My friend Lisa described me fairly accurately when she said that I am the kind of person who, when difficult things happen, can accept them, trusting that God has a greater purpose. I don't know why, but my faith has always been of a fairly unquestioning nature. Some would consider this a good thing, others not so much, but I'm pretty sure it's what's been getting me through this time. I have a difficult time being angry for a prolonged period, particularly at God. I can't be consistently mad at the only thing I know brings me peace. So, not a questioner, generally not angry, faith that God knows what He's doing.
The past couple days I've been angry. Not the yelling, fit pitching kind of angry but the deep, down in your soul kind. This is unsettling for a person who doesn't get angry. I dislike being mad at God (although I've been assured countless times that it's OK) and I don't like questioning God (mostly because I've done it before and turns out, it's kind of a waste of time for me). But these past couple days, as Christmas draws closer, I've been going through both of those things.
This is also compounded by the fact that people are constantly telling me the past couple of days how God is using this situation and how our lives are a testimony. Normally, I'm 100% on board with that statement, and thankful to have reminders of that truth. But these past couple of days, all I want to do is turn my face to the sky, dig my feet in the ground and scream, "CAN'T SOMEONE ELSE BE A TESTIMONY FOR YOU?" or "COULDN'T YOU JUST DO THIS ANOTHER WAY?" And then maybe there was some fist shaking...

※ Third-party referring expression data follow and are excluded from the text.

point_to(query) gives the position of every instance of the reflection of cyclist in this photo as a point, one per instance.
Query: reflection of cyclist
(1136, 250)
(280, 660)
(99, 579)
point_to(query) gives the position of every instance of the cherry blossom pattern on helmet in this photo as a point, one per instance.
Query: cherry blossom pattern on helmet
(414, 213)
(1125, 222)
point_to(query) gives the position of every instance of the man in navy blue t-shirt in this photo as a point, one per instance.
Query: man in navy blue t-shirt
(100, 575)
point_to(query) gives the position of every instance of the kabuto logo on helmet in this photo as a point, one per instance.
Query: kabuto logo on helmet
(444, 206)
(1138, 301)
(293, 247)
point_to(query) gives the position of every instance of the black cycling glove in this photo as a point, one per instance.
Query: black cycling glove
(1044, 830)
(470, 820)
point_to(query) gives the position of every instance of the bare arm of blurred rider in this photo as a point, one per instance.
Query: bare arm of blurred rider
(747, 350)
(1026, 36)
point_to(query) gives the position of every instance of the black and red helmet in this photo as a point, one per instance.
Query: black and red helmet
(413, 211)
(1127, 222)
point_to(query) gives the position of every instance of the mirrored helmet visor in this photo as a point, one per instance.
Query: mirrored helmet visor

I'm tired. I'm tired of being an example, I'm tired of having my baby be the one who is dying, I'm tired of bearing this weight to bring God glory in a horrible situation when really, I just want to curl up in a little ball and cry ALL DAY. And I woke up yesterday knowing these feelings would pass soon, because I can't stay in that place forever, but I really just wanted a couple days to feel sorry for myself. It doesn't seem like too much to ask for that.
But God, oh God, He didn't let me. I went to Bible study for the first time since the end of the school year last year. I went really hoping to hear something encouraging and not challenging, because HONESTLY?! I have had enough with the challenging. I hope at some point you all started laughing to yourselves, knowing what's coming...

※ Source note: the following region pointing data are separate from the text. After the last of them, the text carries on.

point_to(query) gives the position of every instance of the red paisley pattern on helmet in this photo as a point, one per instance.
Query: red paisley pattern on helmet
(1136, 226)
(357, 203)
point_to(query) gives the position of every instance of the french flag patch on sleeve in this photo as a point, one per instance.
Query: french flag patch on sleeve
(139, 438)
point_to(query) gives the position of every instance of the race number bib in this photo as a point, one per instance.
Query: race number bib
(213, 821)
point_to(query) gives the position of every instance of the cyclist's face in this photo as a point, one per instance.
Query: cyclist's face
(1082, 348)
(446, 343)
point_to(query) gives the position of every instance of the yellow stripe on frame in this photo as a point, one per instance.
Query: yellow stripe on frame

Bible study was about learning the difference between following after Christ and walking with Him. Instead of walking behind Him, at some point, we must step into a place where we are walking side by side, in the same places with Him. The lesson turned to how, inevitably, this will bring us to difficult, painful places because Jesus had to walk through many difficult, painful places. These places seem hurtful and we often wonder how He could really be part of them. Erilynne (our teacher) went on to give examples of Hagar and Elijah. Both end up in difficult situations, both run away from said situations, and both are met by God. When they meet Him, He doesn't coddle them and promise to make the situation better. He tells them to return to their difficult situations so that His perfect plan can be worked through to completion.
I hate hearing things that I KNOW I need to hear when I really don't want to hear them. So, OK. Fine. I get the point.

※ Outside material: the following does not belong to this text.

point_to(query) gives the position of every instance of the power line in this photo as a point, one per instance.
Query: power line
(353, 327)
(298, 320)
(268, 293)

But then, PEOPLE, you will not believe what happened the rest of the day.
An incredibly generous, anonymous, monetary gift was brought to our home couriered by my friend Lisa. We have no idea who it is from or what prompted such incredible generosity. My knees went weak and I sat on the kitchen floor and cried. Since I'm not really working, the fear of the financial is always in the back of our minds and yesterday, God took that fear completely away. I heard Him say, "Jen, believe Me. If you walk in My will, no matter how difficult the road may be, I will give you everything you need." And that right there would have been enough for me.
BUT WAIT THERE'S MORE!
The boy's basketball team at Christian Heritage (the school where I used to work) decided earlier in the year that they wanted to dedicate their season to Lydia. They had warm-up t-shirts made that say "CHS 4 Lydia" on the front. We were able yesterday to take Lydia to a basketball game, so she could see these wonderful people who love her, even though they've never met her. Every time they did their "One, two, three, fill in the blank with a random basketball term" chant thing before going back to playing, they filled in the blank with Lydia's name. Their kindness and support of our family was overwhelming to me and has left a deep impression on my heart. Not only does He supply our needs, He surrounds us with people to love and encourage us, often in very unexpected places.
Thank you, kind people who chose to follow God's prompting and support us. Your gift means so much more to us than just money and I will always be thankful for you and pray God's rich blessing on your life because on a dark day, you reminded us of God's provision.
And thank you, CHS Boy's Varsity Basketball team for reminding us of how loved we are and for doing what might seem like a small thing to you that has been an incredible blessing to us.
On other bad days, I'll look back on this day and remember God's faithfulness and I hope this will inspire you to remember days and ways that God has been faithful to you.